Saturday, December 21, 2024

Landry to appeal ruling on administration's carbon costs formula to U.S. Supreme Court

Federal Court
Jeff landry

Jeff Landry will continue a legal battle he is waging against the administration's formula for calculating the social costs of greenhouse gas emissions. | Louisiana Attorney General's Office

Attorney General Jeff Landry will seek to overturn a federal appeals court decision this month that allows the Biden administration to apply its more costly formula for estimating the social costs of greenhouse gas emissions (SC-GHG).

The U.S. Fifth Circuit Court of Appeals denied Landry’s petition for an en banc rehearing in the wake of a Fifth Circuit three-judge panel’s opinion last month blocking a lower court’s injunction that barred the administration’s greenhouse gas cost formulas.

“Because no member of the panel or judge in regular active service requested that the court be polled on rehearing en blanc … the petition for rehearing en banc is denied,” the Fifth Circuit said in its April 14 opinion.

Louisiana’s attorney general said he would continue to battle the Biden administration over its climate-change rules.

“We are disappointed in the Fifth Circuit’s decision, and we will appeal to the Supreme Court,” Landry’s press secretary, Cory Dennis, told the Louisiana Record in an email. “Attorney General Landry will continue fighting the Biden administration’s attempts to inject the government into the everyday lives of Americans.”

Landry filed the litigation on behalf of Louisiana and nine other states, including Texas and Florida.

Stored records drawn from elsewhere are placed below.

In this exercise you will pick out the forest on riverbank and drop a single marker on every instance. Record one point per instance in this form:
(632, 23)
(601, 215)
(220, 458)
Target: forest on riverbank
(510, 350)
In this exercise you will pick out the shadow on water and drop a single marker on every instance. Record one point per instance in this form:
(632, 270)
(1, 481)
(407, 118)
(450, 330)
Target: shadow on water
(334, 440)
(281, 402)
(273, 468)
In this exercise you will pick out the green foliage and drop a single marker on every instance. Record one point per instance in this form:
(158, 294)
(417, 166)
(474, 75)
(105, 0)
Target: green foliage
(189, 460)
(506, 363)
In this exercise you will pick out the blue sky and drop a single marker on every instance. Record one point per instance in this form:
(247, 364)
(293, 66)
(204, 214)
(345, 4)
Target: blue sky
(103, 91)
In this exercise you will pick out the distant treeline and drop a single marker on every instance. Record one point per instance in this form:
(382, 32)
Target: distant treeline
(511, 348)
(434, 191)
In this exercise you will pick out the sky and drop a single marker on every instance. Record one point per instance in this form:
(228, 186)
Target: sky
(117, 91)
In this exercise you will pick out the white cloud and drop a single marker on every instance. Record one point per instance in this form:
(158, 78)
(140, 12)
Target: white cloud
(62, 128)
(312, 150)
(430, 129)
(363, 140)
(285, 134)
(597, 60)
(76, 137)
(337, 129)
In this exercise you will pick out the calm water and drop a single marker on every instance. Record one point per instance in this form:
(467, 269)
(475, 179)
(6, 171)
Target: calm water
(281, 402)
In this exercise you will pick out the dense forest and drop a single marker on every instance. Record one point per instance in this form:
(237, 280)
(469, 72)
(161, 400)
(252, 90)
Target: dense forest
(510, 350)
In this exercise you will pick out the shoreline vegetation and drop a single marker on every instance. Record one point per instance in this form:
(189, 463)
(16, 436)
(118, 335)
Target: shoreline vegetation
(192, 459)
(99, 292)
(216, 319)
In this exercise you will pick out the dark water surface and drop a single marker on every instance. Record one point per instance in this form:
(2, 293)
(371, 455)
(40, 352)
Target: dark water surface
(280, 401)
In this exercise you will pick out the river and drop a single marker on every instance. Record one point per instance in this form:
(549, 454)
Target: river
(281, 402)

The social cost calculations at the center of the lawsuit are used by federal agencies in making cost-benefit analyses of rules and regulations.

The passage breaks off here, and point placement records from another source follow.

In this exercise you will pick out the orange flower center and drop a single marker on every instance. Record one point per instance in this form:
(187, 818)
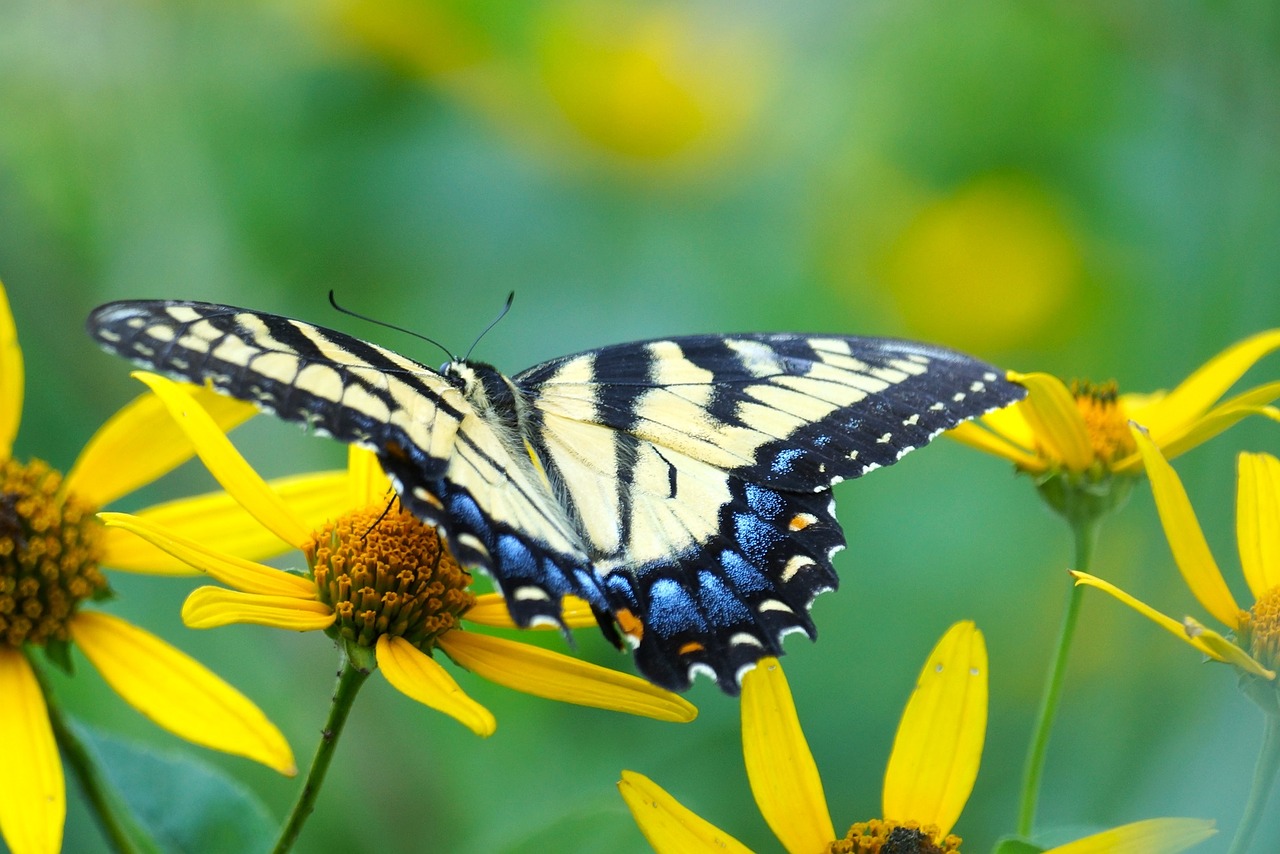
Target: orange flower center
(892, 837)
(50, 546)
(384, 572)
(1260, 630)
(1105, 420)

Continuing to block the preliminary injunction against the SC-GHG formula strikes at the sovereign powers of states, according to Landry’s motion to the Fifth Circuit for an en banc hearing.

“By staying the injunction, the panel lets one of the most consequential regulations in history remain in effect despite the lack of any statutory authorization or notice and comment, despite its fundamental arbitrariness and despite the irreparable harm it’s causing the states right now,” the motion said.

The administration’s positions on climate-change mitigation will lead to more energy jobs losses in Louisiana and other states and increase U.S. dependence on foreign sources of energy, the plaintiffs have argued.